The second method of application is converting mined LSs into fuzzy if-then rules [15, 23]. The research of quality measures was influenced by this task, because fuzzy rules should be of a high quality due to their broad applicability in, e.g. control and classification. Therefore, the aforementioned aspects of an LSs quality should not be neglected. Furthermore, less complex rules are preferred. Hence, the simplicity measure (16) has in this field higher importance than in the data imputation field.

The third kind of applications is mining “abstracts” from the data for informative purposes and to support decision and policy making processes. In the former, the less restrictive quantifier majority of can be applied. It corresponds with the most of quantifier defined in [9] as m = 0.3 and n = 0.85 (Fig. 2). Other quality aspects should be also considered depending of the type of LS. Contrary to the two aforementioned types of tasks, in these tasks both types of LSs (basic structure and structure with restriction) are applicable. In this field reading LSs by a text-to-speech synthesis system is a suitable way for distributing mined information to users. Thus, the simplicity is a measure which should have similar importance as validity and coverage.

Although these three kinds of tasks are used for different purposes (from data collection through data analysis to data dissemination), they share quality issues but different relevance of particular quality measures.

7 Concluding Remarks

LSs play a pivotal role in summarizing information from the data when uncertainty related to the semantic meaning of the phenomena (fuzziness) is included in the task. The validity of the LS may be influenced by constructed fuzzy sets, or selected t-norm function, or may explain relational knowledge in outliers. The last observation holds for LSs with restriction part (2). Outliers appear due to the measurement and observational errors and when very few tuples has significantly different values than the high majority of tuples. At any rate, before accepting LSs, it is advisable to filter them by quality measure(s).
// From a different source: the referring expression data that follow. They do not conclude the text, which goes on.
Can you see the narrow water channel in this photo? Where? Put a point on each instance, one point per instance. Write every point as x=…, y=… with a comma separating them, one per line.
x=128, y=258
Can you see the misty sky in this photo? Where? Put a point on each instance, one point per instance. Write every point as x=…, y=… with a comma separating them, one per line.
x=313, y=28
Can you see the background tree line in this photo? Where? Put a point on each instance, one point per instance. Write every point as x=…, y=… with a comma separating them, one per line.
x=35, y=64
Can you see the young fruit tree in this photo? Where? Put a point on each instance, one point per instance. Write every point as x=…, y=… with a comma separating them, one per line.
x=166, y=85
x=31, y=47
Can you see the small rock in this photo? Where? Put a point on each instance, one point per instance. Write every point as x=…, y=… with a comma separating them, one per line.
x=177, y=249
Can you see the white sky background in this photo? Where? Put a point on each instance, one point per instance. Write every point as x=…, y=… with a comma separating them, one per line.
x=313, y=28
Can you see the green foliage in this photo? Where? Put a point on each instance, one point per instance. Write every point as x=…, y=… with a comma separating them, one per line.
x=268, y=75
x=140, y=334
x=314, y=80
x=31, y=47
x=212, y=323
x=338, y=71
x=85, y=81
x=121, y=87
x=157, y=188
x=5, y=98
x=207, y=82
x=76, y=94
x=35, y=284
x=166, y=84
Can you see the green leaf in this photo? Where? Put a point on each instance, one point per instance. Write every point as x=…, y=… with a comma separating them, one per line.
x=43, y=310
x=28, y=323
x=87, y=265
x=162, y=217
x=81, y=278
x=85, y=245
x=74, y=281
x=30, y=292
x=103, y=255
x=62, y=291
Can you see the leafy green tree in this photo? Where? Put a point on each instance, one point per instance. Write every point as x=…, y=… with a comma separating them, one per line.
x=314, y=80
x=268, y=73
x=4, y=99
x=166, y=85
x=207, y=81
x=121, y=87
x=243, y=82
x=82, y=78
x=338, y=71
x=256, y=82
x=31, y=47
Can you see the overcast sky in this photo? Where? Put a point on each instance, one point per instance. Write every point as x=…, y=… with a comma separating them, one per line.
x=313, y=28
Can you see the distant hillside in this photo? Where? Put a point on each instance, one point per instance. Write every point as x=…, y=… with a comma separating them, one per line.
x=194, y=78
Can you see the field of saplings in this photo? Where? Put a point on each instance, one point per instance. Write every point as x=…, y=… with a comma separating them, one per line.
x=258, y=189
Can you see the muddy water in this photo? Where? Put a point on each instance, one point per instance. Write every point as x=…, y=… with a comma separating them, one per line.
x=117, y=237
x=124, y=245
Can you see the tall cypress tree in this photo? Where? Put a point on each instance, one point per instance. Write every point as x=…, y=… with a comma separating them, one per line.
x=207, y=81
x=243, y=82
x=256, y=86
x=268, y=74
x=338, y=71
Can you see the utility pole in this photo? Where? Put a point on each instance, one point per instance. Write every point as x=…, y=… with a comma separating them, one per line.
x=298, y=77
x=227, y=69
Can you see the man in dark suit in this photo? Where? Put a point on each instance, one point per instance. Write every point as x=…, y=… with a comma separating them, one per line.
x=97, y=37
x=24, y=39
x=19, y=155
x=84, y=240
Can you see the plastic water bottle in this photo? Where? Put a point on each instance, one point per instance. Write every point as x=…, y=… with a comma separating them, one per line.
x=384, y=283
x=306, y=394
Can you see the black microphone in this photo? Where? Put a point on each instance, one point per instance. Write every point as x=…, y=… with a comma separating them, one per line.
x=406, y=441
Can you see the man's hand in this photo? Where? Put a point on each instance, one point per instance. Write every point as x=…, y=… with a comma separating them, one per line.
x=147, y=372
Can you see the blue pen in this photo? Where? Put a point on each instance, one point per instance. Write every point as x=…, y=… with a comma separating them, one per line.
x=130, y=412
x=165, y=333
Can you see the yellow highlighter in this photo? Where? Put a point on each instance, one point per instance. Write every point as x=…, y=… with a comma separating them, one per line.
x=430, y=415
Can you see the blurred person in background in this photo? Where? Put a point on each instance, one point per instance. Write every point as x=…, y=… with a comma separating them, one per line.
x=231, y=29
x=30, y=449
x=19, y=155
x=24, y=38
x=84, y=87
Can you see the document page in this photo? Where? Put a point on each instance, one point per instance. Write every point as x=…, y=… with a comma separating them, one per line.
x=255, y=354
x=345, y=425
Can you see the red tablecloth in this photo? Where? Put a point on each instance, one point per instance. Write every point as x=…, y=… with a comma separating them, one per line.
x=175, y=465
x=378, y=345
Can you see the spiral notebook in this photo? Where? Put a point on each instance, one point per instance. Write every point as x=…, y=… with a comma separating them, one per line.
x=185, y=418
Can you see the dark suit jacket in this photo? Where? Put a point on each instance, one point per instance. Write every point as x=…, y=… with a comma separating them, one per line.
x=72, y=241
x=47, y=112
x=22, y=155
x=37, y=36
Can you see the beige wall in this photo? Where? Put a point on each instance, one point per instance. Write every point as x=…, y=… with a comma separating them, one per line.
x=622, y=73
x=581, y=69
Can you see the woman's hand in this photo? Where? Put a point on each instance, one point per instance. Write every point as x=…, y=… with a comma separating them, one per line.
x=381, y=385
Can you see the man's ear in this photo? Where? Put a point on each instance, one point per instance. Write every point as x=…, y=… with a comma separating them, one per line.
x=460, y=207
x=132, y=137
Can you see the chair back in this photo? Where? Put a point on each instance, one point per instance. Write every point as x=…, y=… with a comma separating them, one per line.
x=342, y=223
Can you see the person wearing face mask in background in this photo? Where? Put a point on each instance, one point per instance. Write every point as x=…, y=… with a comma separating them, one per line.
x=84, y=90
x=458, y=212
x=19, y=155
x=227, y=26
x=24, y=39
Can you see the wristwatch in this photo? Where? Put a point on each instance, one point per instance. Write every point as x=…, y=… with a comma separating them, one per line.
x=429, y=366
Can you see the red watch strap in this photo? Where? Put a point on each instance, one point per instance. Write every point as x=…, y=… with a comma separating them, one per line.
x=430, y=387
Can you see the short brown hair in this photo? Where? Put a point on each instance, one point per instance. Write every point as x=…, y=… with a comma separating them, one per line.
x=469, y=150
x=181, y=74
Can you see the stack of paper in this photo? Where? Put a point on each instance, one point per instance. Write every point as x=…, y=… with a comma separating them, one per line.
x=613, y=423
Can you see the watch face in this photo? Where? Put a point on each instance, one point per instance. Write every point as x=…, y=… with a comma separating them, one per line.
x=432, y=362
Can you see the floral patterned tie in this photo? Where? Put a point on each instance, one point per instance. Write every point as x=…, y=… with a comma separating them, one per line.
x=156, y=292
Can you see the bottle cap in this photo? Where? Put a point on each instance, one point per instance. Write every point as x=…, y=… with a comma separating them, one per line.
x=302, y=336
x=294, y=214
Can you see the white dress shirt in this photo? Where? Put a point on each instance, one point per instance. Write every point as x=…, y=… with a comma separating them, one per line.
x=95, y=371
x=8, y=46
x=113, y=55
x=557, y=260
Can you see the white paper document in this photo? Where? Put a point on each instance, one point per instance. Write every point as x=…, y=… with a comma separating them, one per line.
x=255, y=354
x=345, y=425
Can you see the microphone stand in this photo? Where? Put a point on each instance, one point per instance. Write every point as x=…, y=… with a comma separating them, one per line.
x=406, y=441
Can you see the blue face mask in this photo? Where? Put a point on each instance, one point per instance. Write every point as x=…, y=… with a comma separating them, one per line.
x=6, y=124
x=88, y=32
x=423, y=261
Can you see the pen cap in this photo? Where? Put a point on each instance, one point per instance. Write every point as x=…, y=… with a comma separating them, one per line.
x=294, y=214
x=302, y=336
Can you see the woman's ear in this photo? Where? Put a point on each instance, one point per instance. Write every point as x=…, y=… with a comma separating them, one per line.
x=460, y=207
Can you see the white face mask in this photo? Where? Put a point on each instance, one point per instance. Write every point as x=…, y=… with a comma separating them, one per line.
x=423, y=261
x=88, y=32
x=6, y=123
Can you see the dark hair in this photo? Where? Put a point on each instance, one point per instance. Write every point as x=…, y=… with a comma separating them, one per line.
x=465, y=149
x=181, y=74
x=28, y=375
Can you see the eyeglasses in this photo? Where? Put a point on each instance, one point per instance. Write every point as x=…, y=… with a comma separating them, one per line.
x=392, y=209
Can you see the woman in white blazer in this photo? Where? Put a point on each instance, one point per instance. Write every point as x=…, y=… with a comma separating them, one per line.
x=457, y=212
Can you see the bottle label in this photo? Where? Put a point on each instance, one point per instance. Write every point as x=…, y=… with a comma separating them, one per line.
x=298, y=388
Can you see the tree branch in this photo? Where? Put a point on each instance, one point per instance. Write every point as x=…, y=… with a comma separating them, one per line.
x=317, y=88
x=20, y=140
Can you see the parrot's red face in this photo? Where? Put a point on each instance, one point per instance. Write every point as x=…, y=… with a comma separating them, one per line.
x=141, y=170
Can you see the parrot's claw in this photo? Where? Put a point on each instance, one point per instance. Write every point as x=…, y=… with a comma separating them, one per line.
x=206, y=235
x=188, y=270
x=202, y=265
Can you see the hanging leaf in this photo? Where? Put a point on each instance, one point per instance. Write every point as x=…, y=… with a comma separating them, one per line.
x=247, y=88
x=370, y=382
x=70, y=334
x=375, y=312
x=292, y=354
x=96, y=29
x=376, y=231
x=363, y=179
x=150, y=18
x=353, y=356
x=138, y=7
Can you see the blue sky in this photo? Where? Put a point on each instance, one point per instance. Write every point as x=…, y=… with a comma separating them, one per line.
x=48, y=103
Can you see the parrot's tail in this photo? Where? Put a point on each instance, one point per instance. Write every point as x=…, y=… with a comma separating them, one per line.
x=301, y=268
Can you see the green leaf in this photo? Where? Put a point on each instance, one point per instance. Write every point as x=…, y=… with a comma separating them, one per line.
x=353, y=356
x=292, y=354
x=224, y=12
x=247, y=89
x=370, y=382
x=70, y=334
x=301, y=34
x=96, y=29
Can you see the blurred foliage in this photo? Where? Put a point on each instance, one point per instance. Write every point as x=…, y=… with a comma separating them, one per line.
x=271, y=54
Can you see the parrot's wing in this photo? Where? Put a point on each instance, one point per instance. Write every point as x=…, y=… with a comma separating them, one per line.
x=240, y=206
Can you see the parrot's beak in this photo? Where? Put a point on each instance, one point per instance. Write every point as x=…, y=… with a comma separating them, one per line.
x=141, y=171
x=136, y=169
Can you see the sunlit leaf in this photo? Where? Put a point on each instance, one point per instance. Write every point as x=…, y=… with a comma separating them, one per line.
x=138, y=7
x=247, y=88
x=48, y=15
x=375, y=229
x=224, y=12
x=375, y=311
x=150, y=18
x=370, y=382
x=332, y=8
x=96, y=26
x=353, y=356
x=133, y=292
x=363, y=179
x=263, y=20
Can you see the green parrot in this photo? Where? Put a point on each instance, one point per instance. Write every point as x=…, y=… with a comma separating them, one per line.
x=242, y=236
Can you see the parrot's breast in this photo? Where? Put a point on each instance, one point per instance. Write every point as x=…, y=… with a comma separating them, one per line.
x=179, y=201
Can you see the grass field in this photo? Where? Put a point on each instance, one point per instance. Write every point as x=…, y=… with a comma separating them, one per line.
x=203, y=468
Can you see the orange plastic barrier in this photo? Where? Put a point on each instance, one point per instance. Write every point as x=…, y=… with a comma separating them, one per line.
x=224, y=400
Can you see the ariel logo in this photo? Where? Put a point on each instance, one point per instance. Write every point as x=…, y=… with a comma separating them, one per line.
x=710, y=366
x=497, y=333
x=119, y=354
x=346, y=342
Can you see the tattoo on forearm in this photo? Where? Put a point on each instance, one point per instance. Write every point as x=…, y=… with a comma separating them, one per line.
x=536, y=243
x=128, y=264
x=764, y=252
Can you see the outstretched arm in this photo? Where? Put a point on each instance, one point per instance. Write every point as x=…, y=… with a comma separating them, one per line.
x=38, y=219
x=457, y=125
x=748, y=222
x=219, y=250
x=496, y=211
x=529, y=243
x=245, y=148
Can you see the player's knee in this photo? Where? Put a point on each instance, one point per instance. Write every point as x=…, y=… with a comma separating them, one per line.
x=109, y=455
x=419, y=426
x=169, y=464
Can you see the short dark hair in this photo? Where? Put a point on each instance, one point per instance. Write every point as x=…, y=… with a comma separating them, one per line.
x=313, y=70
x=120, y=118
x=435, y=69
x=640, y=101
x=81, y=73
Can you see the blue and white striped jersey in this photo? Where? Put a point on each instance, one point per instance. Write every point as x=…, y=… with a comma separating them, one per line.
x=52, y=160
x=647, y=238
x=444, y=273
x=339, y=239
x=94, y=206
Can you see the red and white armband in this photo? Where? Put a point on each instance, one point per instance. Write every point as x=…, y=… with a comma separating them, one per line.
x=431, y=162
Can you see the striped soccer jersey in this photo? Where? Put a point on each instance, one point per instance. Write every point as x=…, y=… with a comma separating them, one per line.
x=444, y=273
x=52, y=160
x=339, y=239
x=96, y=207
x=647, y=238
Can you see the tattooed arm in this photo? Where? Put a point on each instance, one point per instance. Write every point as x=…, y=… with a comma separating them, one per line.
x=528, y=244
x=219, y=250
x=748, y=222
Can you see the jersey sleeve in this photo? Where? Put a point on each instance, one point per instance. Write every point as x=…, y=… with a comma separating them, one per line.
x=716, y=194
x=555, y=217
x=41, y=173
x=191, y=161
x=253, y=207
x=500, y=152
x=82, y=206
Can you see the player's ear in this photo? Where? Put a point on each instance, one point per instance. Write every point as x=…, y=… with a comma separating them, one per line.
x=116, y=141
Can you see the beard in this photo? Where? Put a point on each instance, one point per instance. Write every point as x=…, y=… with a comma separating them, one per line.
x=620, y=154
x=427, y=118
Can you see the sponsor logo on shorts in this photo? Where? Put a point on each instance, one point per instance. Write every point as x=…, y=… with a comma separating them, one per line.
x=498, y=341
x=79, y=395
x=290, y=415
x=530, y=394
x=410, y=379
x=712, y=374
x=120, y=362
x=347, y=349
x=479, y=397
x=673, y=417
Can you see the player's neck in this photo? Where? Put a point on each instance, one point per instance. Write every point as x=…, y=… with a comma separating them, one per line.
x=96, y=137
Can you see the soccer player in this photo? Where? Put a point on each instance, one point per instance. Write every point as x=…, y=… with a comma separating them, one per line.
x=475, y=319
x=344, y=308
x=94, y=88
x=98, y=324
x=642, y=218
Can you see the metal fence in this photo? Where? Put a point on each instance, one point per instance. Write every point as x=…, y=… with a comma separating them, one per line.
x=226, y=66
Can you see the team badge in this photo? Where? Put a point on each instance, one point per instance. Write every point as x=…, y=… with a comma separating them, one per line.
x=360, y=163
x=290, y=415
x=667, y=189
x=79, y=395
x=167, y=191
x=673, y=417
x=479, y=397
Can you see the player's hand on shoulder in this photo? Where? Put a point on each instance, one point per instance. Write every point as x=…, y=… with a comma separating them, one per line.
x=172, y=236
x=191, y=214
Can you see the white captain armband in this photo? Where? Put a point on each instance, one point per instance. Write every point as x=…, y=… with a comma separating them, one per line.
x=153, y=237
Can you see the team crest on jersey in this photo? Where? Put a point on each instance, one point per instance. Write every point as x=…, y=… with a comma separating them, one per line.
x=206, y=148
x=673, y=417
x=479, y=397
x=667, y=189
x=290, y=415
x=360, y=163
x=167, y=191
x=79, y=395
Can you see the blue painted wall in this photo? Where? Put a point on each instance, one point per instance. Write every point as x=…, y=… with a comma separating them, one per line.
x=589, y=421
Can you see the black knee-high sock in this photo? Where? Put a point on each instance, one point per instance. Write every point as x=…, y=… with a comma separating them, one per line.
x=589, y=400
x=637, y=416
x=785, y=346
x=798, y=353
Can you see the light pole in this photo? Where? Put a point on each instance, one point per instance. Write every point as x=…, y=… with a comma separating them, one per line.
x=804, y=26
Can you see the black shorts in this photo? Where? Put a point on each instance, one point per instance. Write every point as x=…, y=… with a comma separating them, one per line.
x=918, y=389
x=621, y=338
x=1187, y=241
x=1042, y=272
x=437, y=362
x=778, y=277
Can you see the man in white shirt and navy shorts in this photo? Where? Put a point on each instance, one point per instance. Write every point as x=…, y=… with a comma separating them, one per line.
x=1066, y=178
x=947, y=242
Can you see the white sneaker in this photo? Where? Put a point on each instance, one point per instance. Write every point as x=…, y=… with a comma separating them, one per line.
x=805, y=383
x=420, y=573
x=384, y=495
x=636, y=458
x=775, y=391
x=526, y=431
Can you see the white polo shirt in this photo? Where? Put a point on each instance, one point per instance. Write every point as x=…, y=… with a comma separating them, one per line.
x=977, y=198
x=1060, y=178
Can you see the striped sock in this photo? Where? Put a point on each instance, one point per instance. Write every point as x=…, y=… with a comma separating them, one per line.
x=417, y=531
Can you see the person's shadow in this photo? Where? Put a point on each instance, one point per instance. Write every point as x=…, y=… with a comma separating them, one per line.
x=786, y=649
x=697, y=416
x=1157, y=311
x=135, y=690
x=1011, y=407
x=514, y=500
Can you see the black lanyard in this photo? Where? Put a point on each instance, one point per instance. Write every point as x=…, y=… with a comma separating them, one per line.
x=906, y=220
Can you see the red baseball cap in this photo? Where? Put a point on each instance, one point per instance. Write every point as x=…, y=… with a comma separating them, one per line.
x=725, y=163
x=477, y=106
In this chapter, we have created a simplified outlier measure that consists of coverage and validity merged by t-norm. LS is of a sufficient quality if it has high validity and high coverage. The suggested quality measure (11) can be used as a standalone one when non-outlier coverage and validity are sufficient. Furthermore, this measure can be part of the set of quality measures. As a connective in this measure the minimum t-norm should be avoided. Suitable t-norms are those which take into consideration both attributes and do not meet idempotency property. Hence, the option is product t-norm. In cases when the full coverage (C = 1) is required, the suitable connective can be obtained by drastic t-norm. In this case all summaries which pass this simple filter can be ranked according to the validity degree.

Concerning the and connective in compound restriction and summarizer, we believe that the only suitable t-norm is the minimum t-norm, because the proportion of tuples which contribute to the summary is not unnaturally decreased.

In the future activities, we will focus on aggregating quality measures into the compound one and on developing quality measures for summaries consisted of quantified restriction and summarizer.